In Vietnam, there are no accurate statistics on the number of families who have lost a spouse to Covid-19, falling into the same situation as Mr. In the fourth wave of epidemics, Ho Chi Minh City had nearly 400,000 infected people and 14,000 deaths. The Ho Chi Minh City Department of Education and Training said that about 1,500 students lost a parent during the recent epidemic. It can be seen that the number of families losing their breadwinner in the largest economic center in the country will reach thousands.

Ngoc Ha in the house her husband recently repaired for her parents and children before she left.  Photo: Character provided

Ngoc Ha in the house her husband recently repaired for her parents and children before she left. Photo: Characters provided

“Covid-19 is a devastating machine for families, each outbreak can create unprecedented numbers of widows around the world,” reports the Global Fund for Widows, a non-profit organization. Profit is based in New York, written in May 2020.

The report asserts, besides the pain of losing her husband, the people left behind will have to struggle to rebuild their lives. However, with one person’s strength, this does not seem to be that simple.

Ms. Vo Thi Ngoc Ha from Tan Thoi Nhat Ward, District 12 admits that carrying the family alone is a very heavy task. “He passed away like the sky was falling,” Ha said. The only reason holding her back is her two children, 13 and 18 years old.

Over the years, her husband has been the breadwinner of the whole family. He takes care of the economy, his wife only picks up and takes care of the children. “When his eldest son was under pressure to study, he brought his mother and daughter to Tay Ninh, alone in the city,” Ha told a story four years ago.

When the epidemic hit, Ms. Ha despite the danger of driving her two children by motorbike to Saigon, in the middle of the epidemic peak at the end of July.
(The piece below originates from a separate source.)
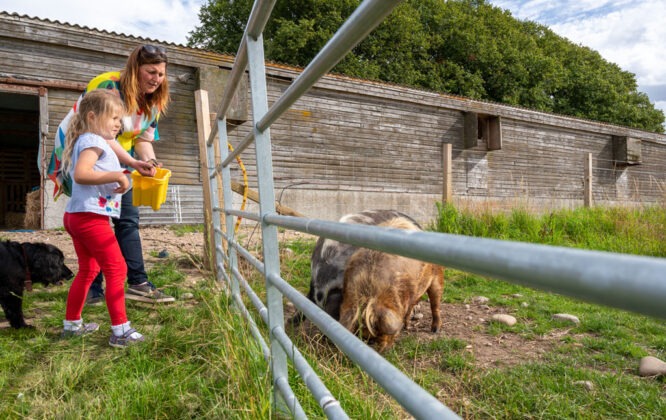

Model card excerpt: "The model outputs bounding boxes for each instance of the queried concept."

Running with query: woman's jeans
[91,189,148,292]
The couple had been together for more than a dozen days, then he passed away.

Ms. Ha started to take on the position of breadwinner of the family from the smallest thing, going to the market to buy food every morning. Losing her husband means that her family will lose income, so she will have to go to work here. A friend applied for the job check tickets but only start going to work when the city is fully open. The story of raising an older son also caused her a headache. “The boy used to only listen to his father, now his mother talks when he listens and sometimes doesn’t. I am asking a colleague of my husband’s to come talk to him,” she confided.

In some countries, people who have lost their spouses to Covid-19 have found ways to connect with each other. In the US, there is a Facebook group that gathers thousands of people, where they share sudden separations, no-show funerals, economic worries or single parenting. In India or Indonesia, there are organizations that provide psychological support and help those who have lost their spouses to earn a living. Governments of other countries have also stepped in to support this group to stabilize their lives.

According to Associate Professor of Anthropology and Sociology Nguyen Duc Loc, Director of the Institute for Social Life Research, “Families who suddenly lose their spouses become a social problem and the consequences can last for a few days. decade”.

Ho Chi Minh City is gradually opening up. It seems that most of the attention is focused on plans for economic recovery and reconstruction of social infrastructure to ensure the ability to adapt and live with the epidemic. But in another aspect, the pandemic also affects each family unit, wife losing husband, husband losing wife, children losing parents.

Mr. Loc said that the issue of social security, ensuring livelihoods for these situations should be on the agenda as a priority no less than other priorities when implementing the recovery plan. The proposed solutions should pay attention to the perception and behavioral patterns of each population group. The policy should not only be reduced to simply supporting financial packages, but also needs to be supported and accompanied by psychologists and family social workers.

“It is necessary to put them in the context of the community they live in so that they can quickly adapt to the recovery period of society. That is the support. sustainable,” said the associate professor.